Her team encapsulated some of these RNAs within calcium phosphate shells, each about 200 nanometers wide, sandwiched the shells between two layers of a positively charged polymer made of biological molecules and then “buttered” one side of this sandwich with a negatively charged clay. (The opposite charges stick the layers to each other.) Stacking up 25 of these sandwiches formed a coating roughly half a micron thick, which Hammond placed on a conventional nylon bandage.
As natural enzymes in the body break down the layers, the dressing discharges the RNA molecules into the wound over the course of a week. The slow, steady release could reduce side effects caused by a single, large dose of a conventional drug; this release method could also ensure that the wound is constantly treated.

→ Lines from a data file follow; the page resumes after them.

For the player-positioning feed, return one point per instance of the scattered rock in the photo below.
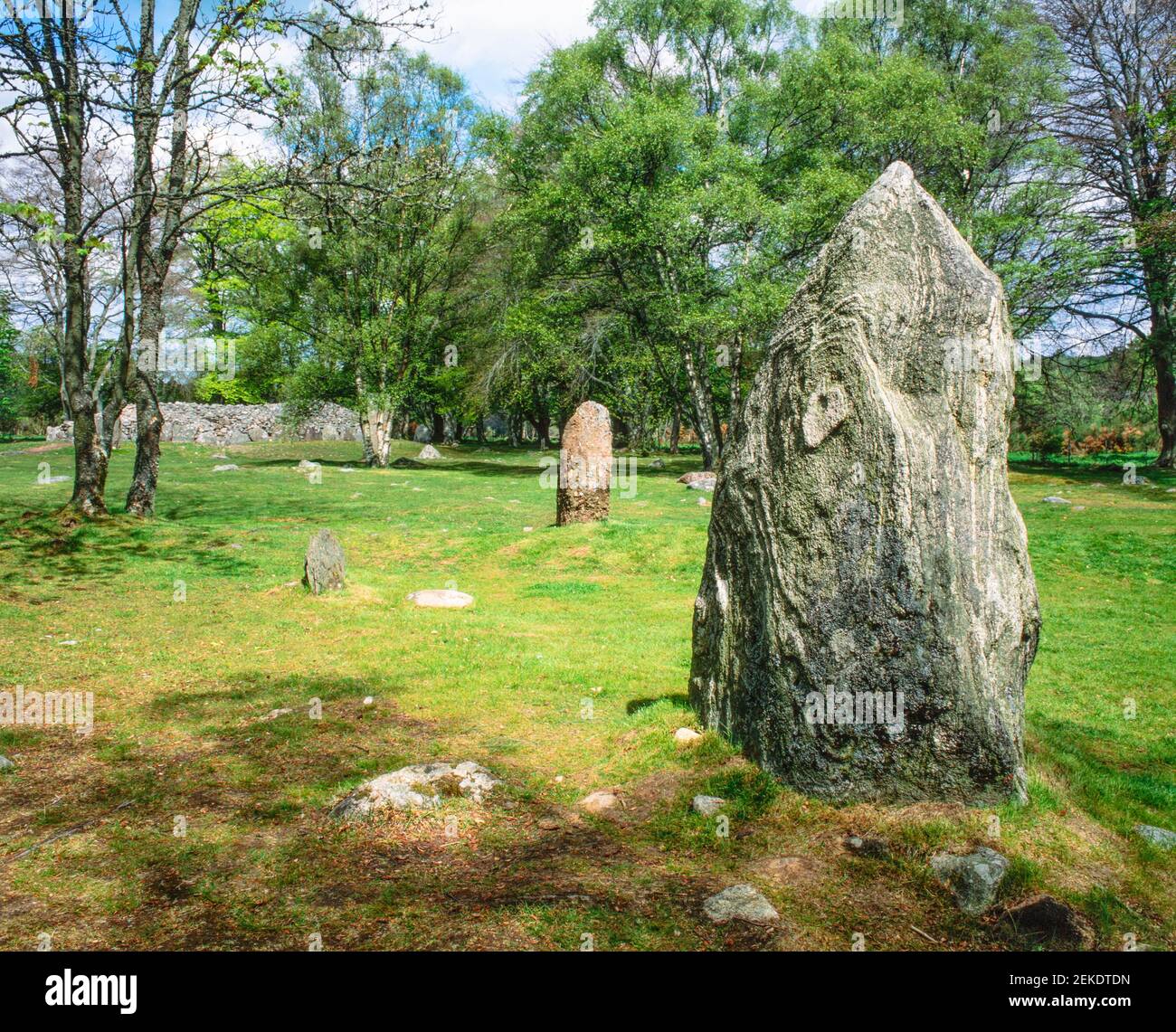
(222, 424)
(866, 535)
(874, 848)
(599, 801)
(420, 787)
(707, 805)
(273, 715)
(1046, 919)
(586, 466)
(325, 568)
(441, 599)
(974, 878)
(1157, 836)
(740, 903)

Hammond has also used this so-called layer-by-layer coating to supply a therapeutic protein that aids wound healing in diabetic mice. The protein is already available as an ointment, but she says that the formulation is not very effective—after initially delivering a huge burst of protein, its activity fades away within 24 hours. Hammond's bandage, in contrast, sustains a steady flow over five to seven days to maintain the optimum dose of protein.
The layer-by-layer strategy could improve treatments for another ailment: coronary artery disease, which is caused by a buildup of plaque in vessels that carry blood through heart muscle. Treatment usually involves widening the artery with an inflatable balloon and keeping it open by inserting a small tube of stainless-steel mesh known as a stent. Some stents come loaded with therapeutic molecules to prevent the artery from narrowing again, but patients must then take more drugs to reduce the associated risks of blood clots that could break free from the area.

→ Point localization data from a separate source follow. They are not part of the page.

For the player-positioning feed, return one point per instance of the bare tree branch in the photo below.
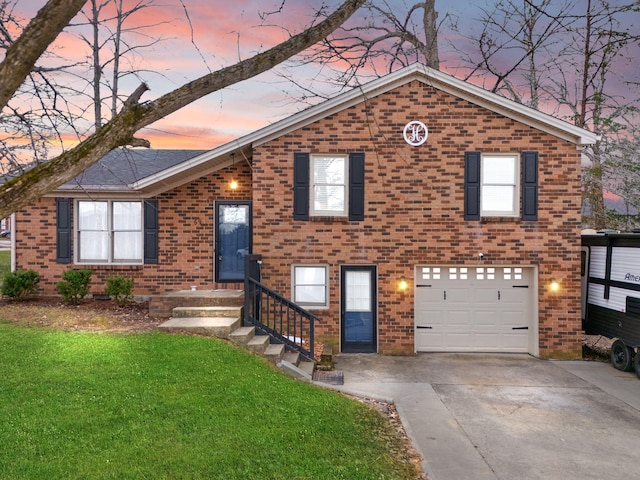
(22, 55)
(44, 178)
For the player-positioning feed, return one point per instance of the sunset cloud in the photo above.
(190, 40)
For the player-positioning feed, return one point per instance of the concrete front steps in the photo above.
(226, 322)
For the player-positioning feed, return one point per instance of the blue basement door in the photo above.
(233, 239)
(359, 308)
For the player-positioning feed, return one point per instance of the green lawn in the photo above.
(5, 263)
(157, 406)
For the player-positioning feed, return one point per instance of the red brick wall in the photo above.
(186, 221)
(414, 210)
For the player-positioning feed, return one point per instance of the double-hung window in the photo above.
(109, 232)
(499, 189)
(310, 285)
(329, 189)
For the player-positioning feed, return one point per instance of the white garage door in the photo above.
(474, 309)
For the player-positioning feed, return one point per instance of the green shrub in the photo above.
(74, 285)
(120, 289)
(20, 284)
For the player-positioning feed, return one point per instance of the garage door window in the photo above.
(466, 273)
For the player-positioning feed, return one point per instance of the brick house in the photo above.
(416, 213)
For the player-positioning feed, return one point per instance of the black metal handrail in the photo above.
(275, 315)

Treating the artery with doses of DNA, carefully delivered by devices with nanoscale coatings, could offer a better solution, according to David Lynn, a chemist at the University of Wisconsin–Madison. Inside the body, the DNA could make cells produce a protein that helps to stabilize and reconstruct blood vessel walls. To deliver such genetic therapies exactly when and where they are needed, Lynn has coated stents with successive layers of DNA and a biodegradable polymer, each several nanometers thick. By varying the number of layers, researchers can control the amount of DNA released into blood vessel walls. Experiments on pigs showed that the DNA gradually penetrated the surrounding tissue during the days after the stent was implanted. Fine-tuning the design of the coating, other tests show, can change the rate of release. “We now have reasonable control that allows us to time the release from seconds to months by modifying the structure of the polymer or how we put the film together,” Lynn says.
The basic nanoengineering behind these inventions could be adapted for a wide range of other applications. Lynn is using polymer coatings to deliver biological molecules called peptides that interrupt the chemical conversations among bacteria. Cut off from one another, the bacteria cannot team up to form tough biofilms that resist breakup by antibiotics. Evans, for his part, is using his phosphorescent dyes in tissue samples to identify oxygen-poor tumor cells, which can be particularly resistant to chemotherapy, and he plans to test the technique in animals later this year. The same dye approach could also be used to detect the presence of infectious bacteria in wound tissue or reveal other kinds of molecules. “Really, the sky's the limit,” Evans says.